# Direct minimisation

In this section we return our attention to the DFT minimisation problem
$$ \min_{P\in\mathcal{P}} \mathcal{E}(P). $$
Instead of solving the SCF problem, i.e. focusing on satisfying its first-order optimality condition, a mathematically more natural approach to directly develop methods to solve this minimisation problem. This is referred to as **direct minimisation** (DM).

For simplicity we restrict the discussion of DM to the case of infinite $\beta$ or zero temperature, where all occupations $f_i$ are either $0$ or $1$.
In this case a reformulation of the minimisation problem in terms of the orbitals is trivial, since 
$$ P = \sum_i^{N} |\phi_i\rangle \langle \phi_i|. $$
where $N$ is the number of electrons. 
Therefore one may alternatively solve 
$$ \displaystyle \text{min}_{\{\psi_i\}} \mathcal{E}_\text{DFT}(\{\psi_i\}) $$
where the $\{\psi_i\}$ are constrained to be orthonormal orbitals. For non-zero temperature other occupations are possible, which overall complicates the picture and is not discussed here.


Due to the orthogonality constraints on the orbitals $\{\psi_i\}$,
  the set of admissible orbitals does not form a vector space,
  but much rather the unknowns of $\{\psi_i\}$ belong to a Stiefel manifold.
  This needs to be taken into account
  (via appropriate projections) in order to get the correct minimum
in a minimisation procedure. For more details, see for example [A. Edelman, T. Arias, S. Smith *SIAM J. Mat. Anal. Appl.* **20**, 303 (1998) DOI 10.1137/s0895479895290954](http://dx.doi.org/10.1137/s0895479895290954).

The gradient of $\mathcal{E}_0$ wrt. orbitals is easily obtained via the chain rule from our previous developments:
  $$ \left\langle \phi \middle| \nabla_{\psi_i} \mathcal{E}_0\left(\sum_i |\psi_i\rangle \langle \psi_i |\right) \right\rangle = \langle \phi | \nabla_P \mathcal{E}_0(P) \ \psi_i\rangle 
  + \langle \psi_i | \nabla_P \mathcal{E}_0(P) \ \phi \rangle
  = 2 \langle \phi | H_\text{KS} \psi_i \rangle$$

To show this in practice we proweed to a simple implementation using `DFTK.jl` for the energy functional of the density-functional theory problem and `Optim.jl` to do the minimisation on the Stiefal manifold.
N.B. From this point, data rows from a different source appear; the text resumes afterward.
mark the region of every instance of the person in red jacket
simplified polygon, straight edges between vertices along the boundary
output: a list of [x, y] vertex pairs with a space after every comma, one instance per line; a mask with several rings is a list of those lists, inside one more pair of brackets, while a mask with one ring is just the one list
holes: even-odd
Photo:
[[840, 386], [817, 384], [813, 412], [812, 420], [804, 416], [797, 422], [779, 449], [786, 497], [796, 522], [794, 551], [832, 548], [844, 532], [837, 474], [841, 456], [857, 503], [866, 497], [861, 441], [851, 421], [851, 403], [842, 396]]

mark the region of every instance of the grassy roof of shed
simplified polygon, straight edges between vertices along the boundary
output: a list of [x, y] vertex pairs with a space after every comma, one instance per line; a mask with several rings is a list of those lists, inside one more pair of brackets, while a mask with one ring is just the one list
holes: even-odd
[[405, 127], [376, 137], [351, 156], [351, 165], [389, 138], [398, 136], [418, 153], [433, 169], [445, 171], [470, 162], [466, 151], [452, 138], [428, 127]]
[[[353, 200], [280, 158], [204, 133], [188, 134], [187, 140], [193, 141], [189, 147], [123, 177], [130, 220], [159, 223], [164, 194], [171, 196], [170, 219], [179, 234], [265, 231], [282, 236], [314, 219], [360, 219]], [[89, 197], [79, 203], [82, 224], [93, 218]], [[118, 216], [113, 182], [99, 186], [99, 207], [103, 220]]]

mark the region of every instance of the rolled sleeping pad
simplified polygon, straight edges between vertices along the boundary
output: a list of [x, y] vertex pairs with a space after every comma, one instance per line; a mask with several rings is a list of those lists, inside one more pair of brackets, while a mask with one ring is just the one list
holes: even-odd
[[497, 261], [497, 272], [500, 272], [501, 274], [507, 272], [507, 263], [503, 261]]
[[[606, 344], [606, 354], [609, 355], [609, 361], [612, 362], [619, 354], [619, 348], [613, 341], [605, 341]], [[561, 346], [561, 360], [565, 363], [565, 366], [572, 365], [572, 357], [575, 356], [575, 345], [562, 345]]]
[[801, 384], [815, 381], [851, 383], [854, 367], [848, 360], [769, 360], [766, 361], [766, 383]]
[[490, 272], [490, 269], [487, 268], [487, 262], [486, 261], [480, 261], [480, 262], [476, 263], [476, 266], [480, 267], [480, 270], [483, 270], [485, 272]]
To keep the implementation simple we further restrict ourselves to a single $k$-Point. Going beyond that requires a little more bookkeeping
  (see the [DFTK implementation](https://github.com/JuliaMolSim/DFTK.jl/blob/master/src/scf/direct_minimization.jl)).

In [1]:
using DFTK
using Optim
using LineSearches

# Standard silicon setup
a = 10.26
lattice = a / 2 * [[0 1 1.];
                   [1 0 1.];
                   [1 1 0.]]
Si = ElementPsp(:Si, psp=load_psp("hgh/lda/si-q4"))
atoms = [Si => [ones(3)/8, -ones(3)/8]]
model  = model_LDA(lattice, atoms)
basis  = PlaneWaveBasis(model; Ecut=10, kgrid=[1, 1, 1]);

# One unit cell has 2 Silicon atoms.
# In the model we use (where only valence electrons are explictly treated)
# this makes 8 electrons, which requires 4 bands with 2 electrons each:
occupation = [2.0, 2.0, 2.0, 2.0]

# We specify a random initial guess for the 4 orbitals:
n_G = length(G_vectors(only(basis.kpoints)))
ψ0 = Matrix(qr(randn(ComplexF64, n_G, 4)).Q);

# Function to compute energies and gradients
function fg!(E, G, ψ)
    ρ = compute_density(basis, [ψ], [occupation])
    energies, H = energy_hamiltonian(basis, [ψ], [occupation]; ρ=ρ)

    if G !== nothing
        # Optim expects the gradient in G
        occupation_ψ = 2.0  # Hard-coded occupation of orbital ψ 
        G .= 2 * occupation_ψ * (H.blocks[1] * ψ)
    end
    energies.total
end

# Select a quasi-Newton algorithm with backtracking linesearches
# to avoid to many costly gradient evaluations
algorithm = Optim.LBFGS(manifold=Optim.Stiefel(),
                        linesearch=LineSearches.BackTracking())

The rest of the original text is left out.